O antigo Rossoneri está a tentar tornar os seus conhecimentos como ex-jogador e os novos conselhos de treinadores estabelecidos à disposição dos jovens jogadores: "A ambição é grande, mas neste momento só quero aprender, crescer e melhorar. Eu gosto muito do papel de treinador".
"Gosto da figura do treinador que treina, não aquele que gera", confessa o antigo médio. "A minha ideia de jogo é uma ideia com muitos jogadores ofensivos e técnicos, mas tento sempre adaptar o modelo de acordo com os jogadores que tenho à minha disposição.”

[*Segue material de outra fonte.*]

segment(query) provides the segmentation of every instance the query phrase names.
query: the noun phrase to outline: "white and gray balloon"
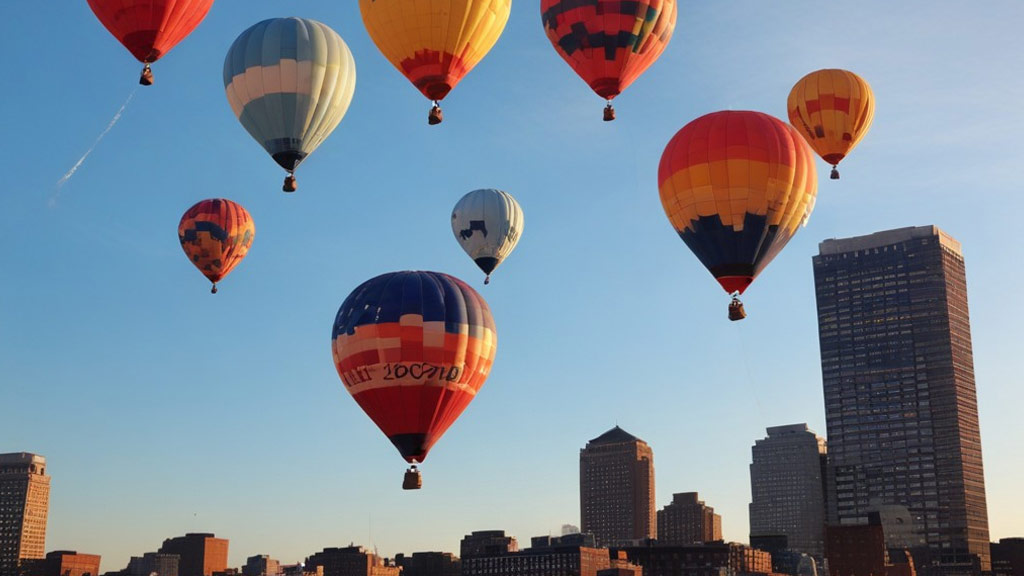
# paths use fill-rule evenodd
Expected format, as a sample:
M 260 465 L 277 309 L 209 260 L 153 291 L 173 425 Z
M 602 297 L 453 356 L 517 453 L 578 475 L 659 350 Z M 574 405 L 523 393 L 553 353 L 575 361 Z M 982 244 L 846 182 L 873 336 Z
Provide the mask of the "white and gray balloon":
M 522 208 L 512 195 L 496 189 L 474 190 L 452 210 L 452 233 L 462 249 L 486 274 L 502 263 L 522 235 Z

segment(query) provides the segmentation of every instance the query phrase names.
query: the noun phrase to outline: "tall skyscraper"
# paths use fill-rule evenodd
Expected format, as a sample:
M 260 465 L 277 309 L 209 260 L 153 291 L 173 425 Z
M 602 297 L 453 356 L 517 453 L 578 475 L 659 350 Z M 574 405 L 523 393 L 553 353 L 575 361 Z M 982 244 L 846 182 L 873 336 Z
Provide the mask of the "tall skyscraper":
M 807 424 L 768 428 L 751 462 L 751 543 L 785 536 L 785 548 L 824 554 L 825 441 Z
M 657 510 L 658 544 L 685 546 L 721 539 L 722 517 L 696 492 L 673 494 L 672 503 Z
M 919 571 L 987 571 L 959 243 L 936 227 L 826 240 L 814 257 L 814 284 L 829 522 L 852 524 L 879 506 L 890 516 L 904 506 L 912 532 L 927 542 L 915 550 Z
M 615 426 L 580 451 L 583 532 L 597 545 L 627 545 L 657 537 L 654 453 L 647 443 Z
M 46 556 L 49 508 L 46 458 L 0 454 L 0 576 L 14 576 L 23 561 Z

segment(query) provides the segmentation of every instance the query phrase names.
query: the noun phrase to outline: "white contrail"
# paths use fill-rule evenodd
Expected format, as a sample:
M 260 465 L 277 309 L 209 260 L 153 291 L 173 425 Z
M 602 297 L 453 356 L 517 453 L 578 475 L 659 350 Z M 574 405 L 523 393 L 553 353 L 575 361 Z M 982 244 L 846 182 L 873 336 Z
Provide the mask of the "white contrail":
M 114 125 L 118 123 L 118 120 L 121 120 L 121 115 L 124 114 L 125 109 L 128 108 L 128 105 L 131 102 L 131 99 L 135 97 L 135 92 L 137 91 L 138 87 L 136 86 L 135 89 L 132 90 L 130 94 L 128 94 L 128 99 L 125 100 L 125 104 L 121 105 L 121 108 L 118 109 L 118 113 L 115 114 L 114 118 L 111 119 L 111 123 L 106 125 L 106 128 L 103 128 L 103 131 L 100 132 L 98 136 L 96 136 L 96 141 L 92 142 L 92 146 L 89 147 L 89 150 L 85 151 L 85 154 L 82 155 L 82 158 L 78 159 L 78 162 L 76 162 L 75 165 L 71 167 L 71 170 L 68 170 L 67 174 L 60 176 L 60 179 L 57 180 L 57 186 L 56 186 L 57 193 L 59 193 L 60 189 L 63 188 L 63 184 L 66 184 L 68 180 L 70 180 L 71 177 L 75 175 L 75 172 L 77 172 L 79 167 L 82 166 L 82 164 L 85 162 L 85 159 L 88 158 L 90 154 L 92 154 L 92 151 L 96 150 L 96 147 L 99 146 L 99 141 L 103 139 L 103 136 L 105 136 L 106 133 L 114 128 Z M 53 195 L 53 198 L 50 198 L 50 204 L 53 204 L 55 200 L 56 200 L 56 194 Z

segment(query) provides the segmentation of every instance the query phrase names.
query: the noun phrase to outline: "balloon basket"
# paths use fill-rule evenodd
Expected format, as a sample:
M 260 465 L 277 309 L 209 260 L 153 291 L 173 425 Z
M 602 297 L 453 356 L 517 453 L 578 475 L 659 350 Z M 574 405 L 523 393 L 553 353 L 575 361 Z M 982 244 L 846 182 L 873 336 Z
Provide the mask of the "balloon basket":
M 444 112 L 441 111 L 441 107 L 434 101 L 434 107 L 430 109 L 430 115 L 427 116 L 427 123 L 431 126 L 436 126 L 444 121 Z
M 743 310 L 743 302 L 739 301 L 739 298 L 732 298 L 729 302 L 729 320 L 736 322 L 737 320 L 742 320 L 746 318 L 746 311 Z
M 420 470 L 416 469 L 416 465 L 412 465 L 406 470 L 406 479 L 401 482 L 402 490 L 419 490 L 423 488 L 423 477 L 420 476 Z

Mas como é que os jogadores de hoje se comparam aos jovens de há 20 anos? "O conhecimento é diferente, a competitividade no seio das equipas é diferente em comparação com o passado. Antes havia jogadores mais fortes, agora há menos. O nível de conhecimento de futebol é mais baixo do que no meu tempo.”
“Hoje chegam aos 18 anos com menos conhecimentos. As crianças preferem ficar em casa, jogar jogos, sentar-se em frente ao computador em vez de estarem lá fora a brincar como fazíamos quando éramos crianças ou adolescentes. Aos 18 anos tens de lhes ensinar muitas coisas. Mas também há jogadores muito fortes.”
Esta é limitação que provavelmente está a condicionar o futebol em Itália em geral, razão pela qual, segundo Nocerino, para fazer o futebol crescer naquele país é preciso uma atitude diferente por parte dos treinadores:
"O problema é ter a coragem de os treinar e de os atirar lá para dentro. O treinador deve colocar-se numa posição de treinador e pensar no crescimento do jogador. Muitas vezes os treinadores de jovens pensam em si próprios e não no crescimento dos rapazes. Pessoalmente, a minha prioridade neste momento é o crescimento dos jogadores. Ajudá-los a estrearem-se pela equipa principal. É esse o objetivo.”
Uma coragem que muitas vezes falta aos próprios jovens jogadores:
"Acima de tudo, quero que eles assumam a responsabilidade. Quero que assumam riscos, que driblem, que tenham coragem e personalidade. Hoje em dia é difícil encontrar um jogador que drible mesmo entre os adultos, porque talvez nós treinadores dizemos aos miúdos para jogarem a dois-três toques, para virar o jogo. Se, por exemplo, tenho o extremo num um para um, o que lhes peço é que ultrapassem o adversário.”
“Se não arriscarem agora, quando é que arriscarão?".